Obsidian Markdown Parser

dvargas92495 · March 7, 2023, 5:25pm

Has there been discussion about or interest in surfacing an API to access the Obsidian underlying markdown parser? What I have in mind for my use case is something like:

const result = await plugin.app.workspace.parse("Hello *world*");
console.log(result);
/**
[
  { text: "Hello ", type: "text"},
  { text: "world", type: "italics"},
]
*/

Obviously, the actual schema of the result array could resemble what Obsidian actually uses under the hood.

Up to this point, I have been using the recommendations found in Format your notes - Obsidian Help, but there are several undocumented nuances that could cause issues. For example, unlike the common mark spec, the string **Hello actually results in Hello bolded instead of rendering that full line as text. For these cases, it would simplify our use case immensely to be able to access the output of the parser directly.

Happy to expand on more if needed!

coreSpotz · April 15, 2023, 7:21pm

Yes it would be nice from the developers to give access to the parser and the grammar ! Especially if they use a parser-generator because that would make it really easy.

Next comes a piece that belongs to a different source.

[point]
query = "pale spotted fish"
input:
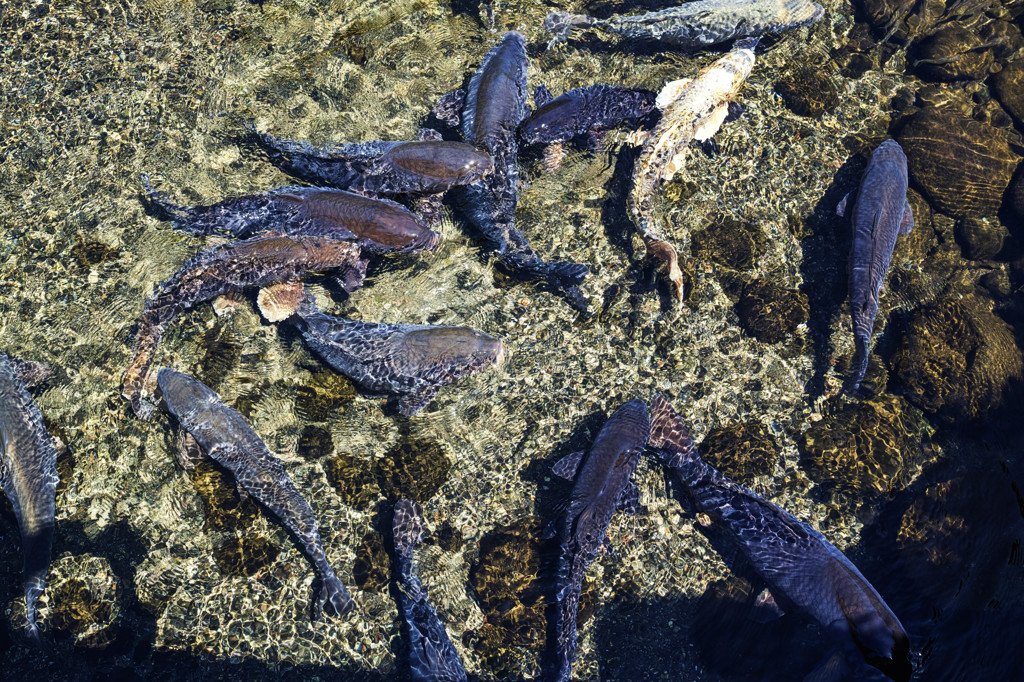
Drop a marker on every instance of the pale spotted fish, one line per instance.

smackesey · August 6, 2024, 1:32pm

I too am looking for this. Currently I use remark with some plugins, but the result is far from complete. For reference:

import { unified } from 'unified';
import remarkParse from 'remark-parse';
// @ts-ignore: No type definitions available for this module
import remarkWikiLink from 'remark-wiki-link';
import remarkGfm from 'remark-gfm';
import remarkRehype from 'remark-rehype';
import rehypeStringify from 'rehype-stringify';
import { VFile } from 'vfile';
import { inspect } from 'unist-util-inspect';

describe('obsidian markdown parsing', () => {
  it('parses a sample markdown text with remark-obsidian', async () => {
    const sampleMarkdown = `
      # Test Note

      This is a [[link]] to another note.

      ![[embedded note]]

      - [ ] Task 1
      - [x] Task 2

      > [!info] Callout
      > This is a callout block
  `.replace(/^[ \t]+/gm, '');

    const file = new VFile(sampleMarkdown);
    const result = unified().use(remarkParse).use(remarkGfm).use(remarkWikiLink).parse(file);
    // shows syntax tree
    console.log(inspect(result));
    const root = result.children[0];
    expect(result.children[0].type).toBe('heading');
  });
});

Will print:

      root[5] (1:1-13:1, 0-142)
      ├─0 heading[1] (2:1-2:12, 1-12)
      │   │ depth: 1
      │   └─0 text "Test Note" (2:3-2:12, 3-12)
      ├─1 paragraph[3] (4:1-4:36, 14-49)
      │   ├─0 text "This is a " (4:1-4:11, 14-24)
      │   ├─1 wikiLink "link" (4:11-4:19, 24-32)
      │   │     data: {"alias":"link","permalink":"link","exists":false,"hName":"a","hProperties":{"className":"internal new","href":"#/page/link"},"hChildren":[{"type":"text","value":"link"}]}
      │   └─2 text " to another note." (4:19-4:36, 32-49)
      ├─2 paragraph[1] (6:1-6:19, 51-69)
      │   └─0 text "![[embedded note]]" (6:1-6:19, 51-69)
      ├─3 list[2] (8:1-9:13, 71-96)
      │   │ ordered: false
      │   │ start: null
      │   │ spread: false
      │   ├─0 listItem[1] (8:1-8:13, 71-83)
      │   │   │ spread: false
      │   │   │ checked: false
      │   │   └─0 paragraph[1] (8:7-8:13, 77-83)
      │   │       └─0 text "Task 1" (8:7-8:13, 77-83)
      │   └─1 listItem[1] (9:1-9:13, 84-96)
      │       │ spread: false
      │       │ checked: true
      │       └─0 paragraph[1] (9:7-9:13, 90-96)
      │           └─0 text "Task 2" (9:7-9:13, 90-96)
      └─4 blockquote[1] (11:1-12:26, 98-141)
          └─0 paragraph[1] (11:3-12:26, 100-141)
              └─0 text "[!info] Callout\nThis is a callout block" (11:3-12:26, 100-141)